Sunday, September 18, 2005

Dean's letter for Tufts Nutrition

The Friedman School has started publishing a new newsletter from the Dean, Eileen Kennedy, with lots of recent news about the school. Here's a sampling.

Christina Economos and Miriam Nelson had their photos in Time magazine for being named two of the American Diabetes Association’s Women of Valor for 2005. They shared the award with Eileen Naughton, president of Time magazine, for their work in combating the nation’s obesity epidemic.

The Boston Globe reported on Aviva Must’s study on girls and obesity. She found that girls who experience early pubescence tend to be overweight and are more likely than their peers to be overweight or obese when they reach their early 40s.

Ph.D. student Dr. Mario Flores, who is also a researcher at the National Institute of Public Health in Mexico, was quoted in a New York Times article on Mexico’s sudden surge in obesity [available also here and here]. “We’re just recovering from the shock of the statistics,” he said.

Patrick Webb’s op-ed on Niger’s “invisible” emergency appeared in the Globe and Mail online edition.
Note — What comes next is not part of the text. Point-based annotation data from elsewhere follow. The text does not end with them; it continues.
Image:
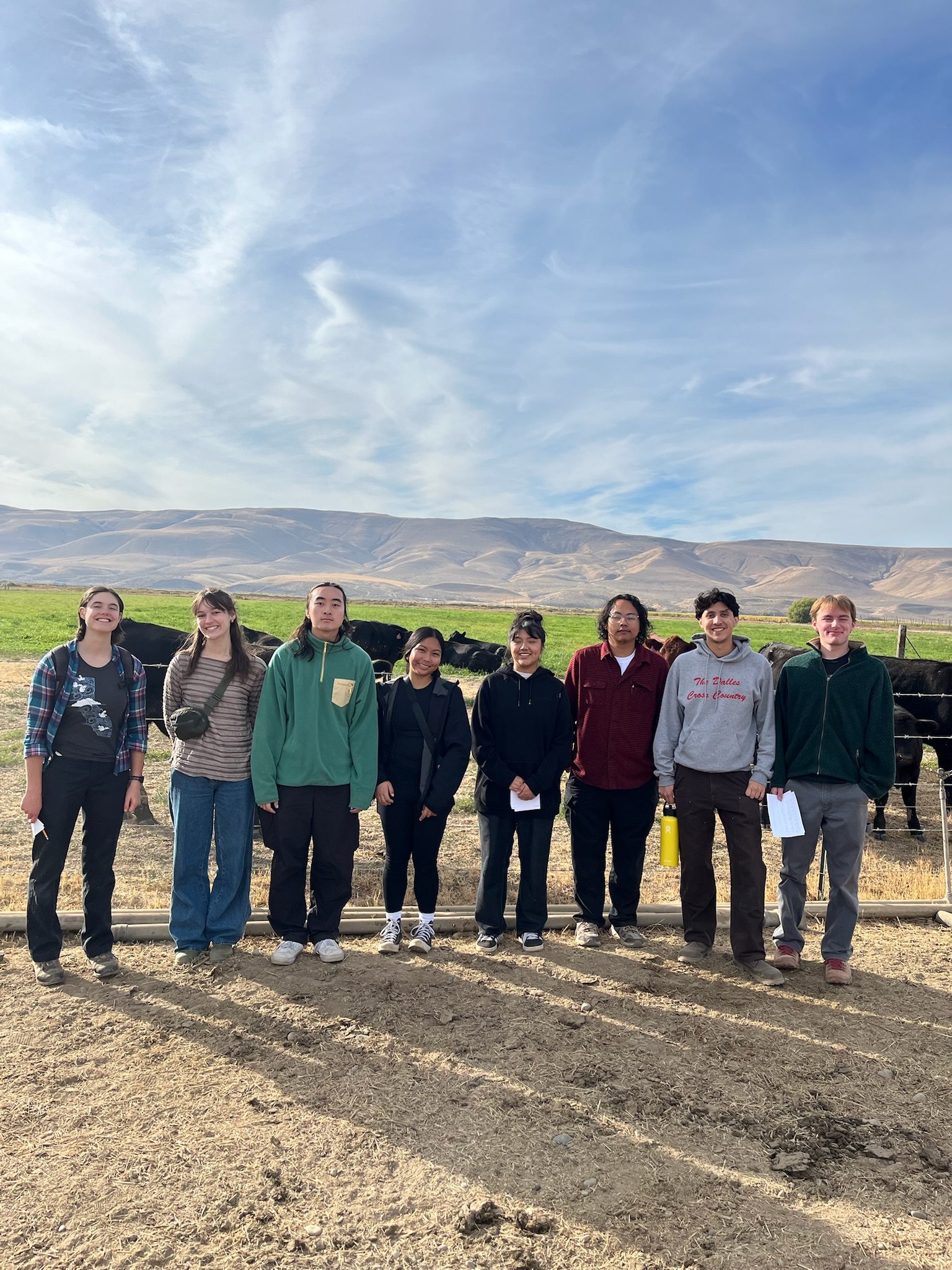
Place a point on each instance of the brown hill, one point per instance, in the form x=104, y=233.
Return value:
x=487, y=561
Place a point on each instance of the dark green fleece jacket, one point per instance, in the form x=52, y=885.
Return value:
x=316, y=722
x=838, y=726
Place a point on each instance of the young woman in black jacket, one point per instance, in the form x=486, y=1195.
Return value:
x=522, y=741
x=425, y=750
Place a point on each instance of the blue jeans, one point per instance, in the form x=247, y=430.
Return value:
x=202, y=915
x=840, y=812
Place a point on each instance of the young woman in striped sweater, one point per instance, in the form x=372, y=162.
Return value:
x=211, y=783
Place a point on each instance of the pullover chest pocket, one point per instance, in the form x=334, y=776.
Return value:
x=342, y=691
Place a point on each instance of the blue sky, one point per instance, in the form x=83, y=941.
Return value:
x=674, y=269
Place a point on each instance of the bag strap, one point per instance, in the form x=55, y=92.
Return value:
x=220, y=691
x=423, y=726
He wrote: “There are many more Nigers lurking within the suffering of children in the poor world. We just don’t see them yet.”

The Chicago Tribune quoted Jeanne Goldberg on advising Kraft Foods Inc. and prodding the company to stop using toddlers in TV ads for Oreo cookies [available also here]. “The notion of using kids to promote these things is very seductive because kids are cute, but I don’t think it’s a good idea,” Goldberg said. She also told BusinessWeek that Kraft’s reformulating of Lunchables to have more fiber and no trans fat was “a step in the right direction.”

Many publications, including The Boston Globe and the International Herald Tribune, have reported on the supplements article in the Journal of the American Medical Association written by Robert Russell and Alice Lichtenstein. Lichtenstein told Northeast Public Radio’s “Health Show” program, “Assuming that we can just isolate one nutrient or multiple nutrients and all our health problems will be solved is probably a very naive perspective.”

Paul Jacques was quoted by the UPI about vitamin E and cataracts and his study in the American Journal of Clinical Nutrition. Dr. Ernst Schaefer discussed diets with Forbes magazine.